Em declarações nesta segunda-feira ao PÚBLICO, o presidente da Secção Regional Sul da Ordem dos Médicos confirmou que os chefes de equipa da urgência de cirurgia geral “formalizaram a demissão de chefia”. A juntar, “nove dos dez chefes de equipa, por terem mais de 55 anos, apresentaram o papel para deixarem de fazer urgências”, adiantou Alexandre Valentim Lourenço. A lei prevê que a partir dos 50 anos os médicos possam ser dispensados de realizar urgências nocturnas e a partir dos 55 anos todas as urgências.

“São as pessoas mais qualificadas que deixam de fazer urgências e as equipas ficam imediatamente reduzidas com menos um elemento”, afirma o responsável, explicando que um dos problemas que culminaram nesta situação era a dificuldade na realização de escalas. “Não têm profissionais em número suficiente para terem equipas completas e por isso temos médicos a fazerem mais de mil horas extraordinárias por ano”, afirma, lamentando que o CHLN não esteja a ter capacidade para reter os especialistas que formam e que acabam por sair. “Os médicos continuam a dizer que queriam continuar a fazer urgências, mas nestas condições consideram arriscado”, acrescentou o responsável.

Para Alexandre Valentim Lourenço, há questões de reorganização interna que podiam ser tidas em conta, permitindo que médicos diferenciados em cirurgia não ficassem assoberbados com urgências que não precisam desse grau de diferenciação, como os casos de pulseiras verdes e azuis, e pudessem realizar mais operações. “Alguns doentes não precisam de cuidados hospitalares. Há sempre trabalho que pode ser feito por outros profissionais ou encaminhado para os cuidados de saúde primários, não obrigando estes médicos a estarem ao balcão [das urgências]. Quando têm tempo para operar, estão cansados.”

Mas há também questões estruturais em causa e que são da alçada do Ministério da Saúde. “Continuam a tratar os médicos muito diferenciados de uma forma que não é consentânea. Tem de se fazer uma reforma das carreiras de maneira a pagar melhor aos profissionais”, defende.

O responsável admite que casos como este podem continuar a repetir-se noutras unidades. “Vamos continuar a ver o [efeito] pós-pandemia. As equipas estão esgotadas e os velhos problemas vêm à superfície”, conclui.
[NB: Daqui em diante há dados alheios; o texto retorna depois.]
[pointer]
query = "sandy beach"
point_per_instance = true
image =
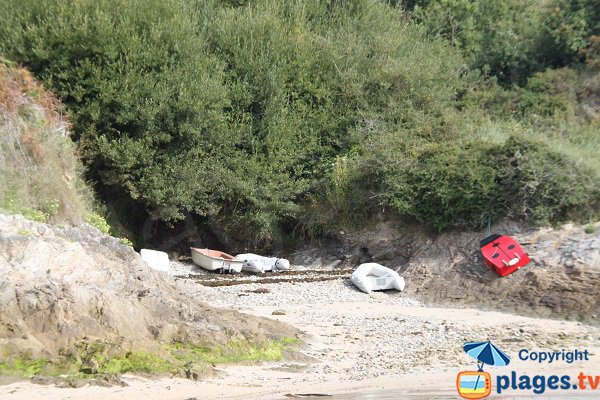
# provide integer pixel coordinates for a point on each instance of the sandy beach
(355, 345)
Administração afirma que mantém procura de soluções

Em comunicado divulgado esta tarde, o conselho de administração reagiu ao pedido de demissão dos dez chefes da urgência de cirurgia geral, referindo que a direcção clínica “realizou nas últimas duas semanas cinco reuniões” envolvendo não só estes médicos, mas também os assistentes hospitalares de cirurgia geral, “com o objectivo de resolver questões levantadas”. “Resultante destes encontros, a direcção clínica do CHULN consensualizou alterações em protocolos de resposta do serviço de urgência, indo ao encontro das reivindicações apresentadas, mudanças assumidas por escrito em documentos enviados pelo director clínico a elencar as principais medidas a serem implementadas e a sublinhar disponibilidade para aprofundamento de outras.”
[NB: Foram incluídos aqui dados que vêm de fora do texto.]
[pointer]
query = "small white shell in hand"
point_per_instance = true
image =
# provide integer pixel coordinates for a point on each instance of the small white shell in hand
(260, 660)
“Ainda assim, os chefes da equipa cirúrgica do Serviço de Urgência Central do Centro Hospitalar Universitário Lisboa Norte entendem que não foram resolvidas todas as questões identificadas”, assumiu a administração, que afirma que “mantém o mesmo espírito negocial construtivo e os mesmos canais de diálogo e procura de soluções, assegurando que tudo fará para manter o normal funcionamento da sua urgência e o reforço das suas equipas”.